Saldi: i nostri consigli per gli acquisti

È partita la stagione dei saldi invernali 2011, che anche quest’anno, come ormai consueto, vede i venditori speranzosi di portare a casa qualche incasso dopo il calo di vendite nel periodo natalizio, e i consumatori desiderosi di trovare qualche occasione nei negozi ancora quasi pieni.

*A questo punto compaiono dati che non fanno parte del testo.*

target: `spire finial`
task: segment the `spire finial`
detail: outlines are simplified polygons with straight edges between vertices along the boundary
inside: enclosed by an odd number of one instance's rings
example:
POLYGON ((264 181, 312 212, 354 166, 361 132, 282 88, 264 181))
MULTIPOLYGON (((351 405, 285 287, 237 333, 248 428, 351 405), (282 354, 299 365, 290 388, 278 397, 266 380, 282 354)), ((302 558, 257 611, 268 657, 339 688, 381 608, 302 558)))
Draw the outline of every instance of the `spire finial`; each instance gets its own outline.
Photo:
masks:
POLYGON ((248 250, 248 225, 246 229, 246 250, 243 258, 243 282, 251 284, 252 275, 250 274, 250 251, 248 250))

Poiché però i saldi “tagliano” i prezzi ma non i diritti dei consumatori, qualunque sia la cifra da voi destinata allo shopping occorre sempre tenere a mente qualche avvertenza mentre si gira tra grandi magazzini e boutique:

– innanzitutto, i saldi veri e propri dovrebbero riguardare solo gli articoli in vendita nella stagione passata, non rimanenze degli anni precedenti o fondi di magazzino. Questi ultimi possono ovviamente essere venduti, anche a prezzo scontato,  ma non mescolati agli altri prodotti in saldo: devono essere tenuti ben distinti in modo che il consumatore possa rendersi conto che si tratta di vecchie collezioni;

– poiché purtroppo quanto sopra spesso non avviene, sarebbe buona cosa fare un giro nei negozi prima che comincino i saldi, per “adocchiare” gli articoli che interessano e riuscire a distinguere, poi, gli articoli dell’ultima collezione dai fondi di magazzino;

– anche se ormai la crisi sta costringendo i venditori a praticare sconti sempre più consistenti, è meglio, almeno nel primo periodo di saldi, diffidare delle offerte “stracciate”: un prodotto che viene subito scontato del 60% o più ha forti probabilità di essere una rimanenza, oppure fallato;

– se state cercando un prodotto di marca, sappiate che il periodo dei saldi è quello in cui è più facile rifilare ai consumatori prodotti contraffatti, complici le riduzioni dei prezzi e l’affollamento: rivolgetevi quindi a negozianti affidabili e prendetevi tutto il tempo che volete per controllare la qualità del prodotto che state acquistando;

– il cartellino del prodotto deve per legge contenere in modo chiaro i seguenti elementi: prezzo pieno, prezzo scontato e percentuale di sconto applicata; il negoziante deve applicare lo sconto dichiarato;

– i prodotti in saldo devono essere ben separati dai prodotti non scontati, i cosiddetti “articoli continuativi”;

– i saldi non limitano assolutamente la garanzia stabilita dalla legge per i prodotti difettosi. Il Codice del Consumo stabilisce infatti che i prodotti nuovi devono essere garantiti dai vizi per due anni e che tale disposizione non può essere modificata dal venditore. Questo vale anche nel periodo dei saldi, per cui non sono valide clausole dei tipo “I prodotti in saldo non possono essere resi”; se si riscontra un difetto nel prodotto acquistato occorre rivolgersi al venditore entro due mesi dalla scoperta con lo scontrino di acquisto e chiedere la sostituzione o la riparazione. Se questi rimedi non vengono concessi o sono impossibili, si può chiedere una riduzione del prezzo o il rimborso;

– per quanto riguarda invece il cambio di prodotti non difettosi, ricordiamo che questa è una possibilità lasciata alla completa discrezionalità del venditore, che può decidere di concederla o meno, o anche di sospenderla per il periodo dei saldi. Se però nel negozio sono presenti cartelli o altre comunicazioni che concedono la possibilità di cambiare il prodotto (anche sullo scontrino), questo vale come vera e propria clausola conrattuale e quindi se ne può chiedere il rispetto;

– per quanto riguarda gli articoli di abbigliamento o calzature, non è obbligatorio  concedere la possibilità di provarli, essendo questa una scelta discrezionale del negoziante. Ovviamente, è sempre meglio diffidare dagli esercizi che non offrono la prova;

– sempre per l’abbigliamento, è obbligatorio che i capi abbiano l’etichetta di composizione e quella di manutenzione; se sono state tagliate via, non comprate il prodotto;

– se il negozio possiede un POS e permette di pagare con carta di credito o bancomat, è tenuto a concedere questa possibilità anche durante i saldi;

– in ultimo, non fatevi prendere dalla frenesia per l’acquisto, girate più negozi, confrontate prezzi e qualità e prendete una decisione ponderata.